The Daily Package
1 min

Colombia surprise, adoption rights and the HIV marriage test

Your Daily Package of newsy and naughty bits from around the world

Turkmenistan demands HIV tests before marriage

The government of Turkmenistan has announced that it will require HIV tests for all people seeking a marriage licence, with the implication that those found to be HIV-positive will be denied the right to marry. The government says the decision will protect against babies being born HIV-positive.

Read more from the Associated Press.

Colombian high court opens door to equal marriage

In a surprise ruling, the high court of Colombia shot down a ruling that would have defined marriage as between a man and a woman. If the court now rules in the opposite, the decision will effectively legalize same-sex marriage in the country. It is not yet clear when marriages could actually begin.

Read more from the Guardian.

France gives up on gay Vatican ambassador

France’s president has apparently given up trying to appoint a gay ambassador to the Vatican. After a year of stalling from the Vatican on French ambassador Laurent Stefanini, reportedly due to his sexual orientation, President Francois Hollande has appointed him to a different agency.

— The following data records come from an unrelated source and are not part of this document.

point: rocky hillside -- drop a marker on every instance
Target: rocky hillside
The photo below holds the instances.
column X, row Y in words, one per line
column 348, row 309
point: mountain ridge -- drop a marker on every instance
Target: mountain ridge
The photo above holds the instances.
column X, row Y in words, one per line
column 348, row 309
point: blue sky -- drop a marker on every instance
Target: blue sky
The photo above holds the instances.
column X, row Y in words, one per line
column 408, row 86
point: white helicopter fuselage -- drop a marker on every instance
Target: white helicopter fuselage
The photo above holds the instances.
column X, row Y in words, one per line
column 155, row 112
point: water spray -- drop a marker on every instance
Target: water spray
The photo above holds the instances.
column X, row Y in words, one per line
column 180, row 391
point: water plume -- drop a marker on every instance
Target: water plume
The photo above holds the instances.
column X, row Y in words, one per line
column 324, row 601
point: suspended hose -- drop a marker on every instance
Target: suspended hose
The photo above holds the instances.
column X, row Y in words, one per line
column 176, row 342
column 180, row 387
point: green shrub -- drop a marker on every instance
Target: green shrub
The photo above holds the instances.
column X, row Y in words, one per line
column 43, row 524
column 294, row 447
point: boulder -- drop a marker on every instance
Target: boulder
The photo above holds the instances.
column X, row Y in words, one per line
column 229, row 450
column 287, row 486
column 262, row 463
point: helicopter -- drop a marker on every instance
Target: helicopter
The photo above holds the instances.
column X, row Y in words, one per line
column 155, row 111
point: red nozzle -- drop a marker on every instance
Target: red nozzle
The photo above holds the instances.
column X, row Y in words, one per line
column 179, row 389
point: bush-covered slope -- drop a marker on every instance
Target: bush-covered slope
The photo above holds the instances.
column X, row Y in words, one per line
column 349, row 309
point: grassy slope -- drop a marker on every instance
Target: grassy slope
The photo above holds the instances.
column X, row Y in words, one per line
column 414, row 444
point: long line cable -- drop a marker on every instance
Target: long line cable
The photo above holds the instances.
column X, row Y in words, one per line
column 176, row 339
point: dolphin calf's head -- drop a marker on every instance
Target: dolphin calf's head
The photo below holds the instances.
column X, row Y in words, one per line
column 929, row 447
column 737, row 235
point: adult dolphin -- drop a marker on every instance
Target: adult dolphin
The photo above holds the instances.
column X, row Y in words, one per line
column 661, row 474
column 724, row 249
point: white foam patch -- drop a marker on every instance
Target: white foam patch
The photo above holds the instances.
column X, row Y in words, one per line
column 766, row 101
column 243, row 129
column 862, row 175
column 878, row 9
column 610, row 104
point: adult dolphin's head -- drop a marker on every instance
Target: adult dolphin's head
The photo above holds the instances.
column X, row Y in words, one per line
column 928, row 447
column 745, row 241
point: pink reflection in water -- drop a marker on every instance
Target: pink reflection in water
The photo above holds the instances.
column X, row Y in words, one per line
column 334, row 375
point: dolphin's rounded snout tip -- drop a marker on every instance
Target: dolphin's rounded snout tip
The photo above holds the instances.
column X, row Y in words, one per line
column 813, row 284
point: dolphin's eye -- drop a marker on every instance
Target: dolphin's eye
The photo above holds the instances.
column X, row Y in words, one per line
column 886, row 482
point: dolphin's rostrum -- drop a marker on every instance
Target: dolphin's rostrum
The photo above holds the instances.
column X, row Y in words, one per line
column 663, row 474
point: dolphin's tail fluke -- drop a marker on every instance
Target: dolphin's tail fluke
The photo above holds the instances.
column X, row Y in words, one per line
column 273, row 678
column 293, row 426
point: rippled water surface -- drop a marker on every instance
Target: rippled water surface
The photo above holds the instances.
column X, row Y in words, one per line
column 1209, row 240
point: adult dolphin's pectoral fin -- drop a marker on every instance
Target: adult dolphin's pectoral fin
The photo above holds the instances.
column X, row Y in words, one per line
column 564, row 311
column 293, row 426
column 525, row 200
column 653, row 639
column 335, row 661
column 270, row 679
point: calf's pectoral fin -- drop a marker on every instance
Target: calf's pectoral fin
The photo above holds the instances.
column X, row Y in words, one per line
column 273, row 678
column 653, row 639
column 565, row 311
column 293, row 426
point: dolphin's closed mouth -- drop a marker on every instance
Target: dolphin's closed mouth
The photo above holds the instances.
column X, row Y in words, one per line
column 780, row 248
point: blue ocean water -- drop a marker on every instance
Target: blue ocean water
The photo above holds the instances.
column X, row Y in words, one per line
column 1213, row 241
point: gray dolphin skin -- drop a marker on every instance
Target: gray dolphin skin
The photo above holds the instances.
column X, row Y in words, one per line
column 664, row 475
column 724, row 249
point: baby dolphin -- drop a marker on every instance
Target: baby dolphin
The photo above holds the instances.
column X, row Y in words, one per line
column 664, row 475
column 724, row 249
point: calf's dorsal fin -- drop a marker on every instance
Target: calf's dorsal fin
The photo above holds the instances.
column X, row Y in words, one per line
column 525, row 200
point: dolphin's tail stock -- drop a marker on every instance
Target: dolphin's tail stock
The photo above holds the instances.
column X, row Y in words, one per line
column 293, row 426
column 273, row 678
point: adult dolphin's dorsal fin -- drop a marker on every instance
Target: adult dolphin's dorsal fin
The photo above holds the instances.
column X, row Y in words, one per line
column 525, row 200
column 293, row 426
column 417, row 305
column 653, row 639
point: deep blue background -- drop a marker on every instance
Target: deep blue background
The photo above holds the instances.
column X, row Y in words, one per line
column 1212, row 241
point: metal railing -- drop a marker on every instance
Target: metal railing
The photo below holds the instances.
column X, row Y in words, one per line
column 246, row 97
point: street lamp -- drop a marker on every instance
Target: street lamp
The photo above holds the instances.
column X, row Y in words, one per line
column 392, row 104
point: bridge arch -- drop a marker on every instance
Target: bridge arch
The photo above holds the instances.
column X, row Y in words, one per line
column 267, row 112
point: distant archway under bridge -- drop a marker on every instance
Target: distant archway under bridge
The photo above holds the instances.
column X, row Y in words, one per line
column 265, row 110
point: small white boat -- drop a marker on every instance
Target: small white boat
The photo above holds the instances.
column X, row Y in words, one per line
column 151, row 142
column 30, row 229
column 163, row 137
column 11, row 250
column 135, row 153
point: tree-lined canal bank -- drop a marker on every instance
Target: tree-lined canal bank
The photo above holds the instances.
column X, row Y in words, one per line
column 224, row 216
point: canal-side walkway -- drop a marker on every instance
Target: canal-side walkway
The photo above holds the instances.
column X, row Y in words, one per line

Read more from Agence France-Presse.

Mississippi governor signs anti-LGBT bill

Mississippi’s Republican governor has signed a bill into law that protects people, businesses and religious organizations that want to discriminate against LGBT people. Mississippi is following on the heels of North Carolina, which has already faced national backlash for its own law.

Read more at BuzzFeed.

Naples court defends adoption rights

Even though same-sex unions are not recognized in Italy, a Naples court has ordered that the city must recognize adoption rights for a lesbian couple married in France. The ruling protects the “portability” of marriage rights within the European Union. Italy is the only Western European country without any recognition of same-sex couples.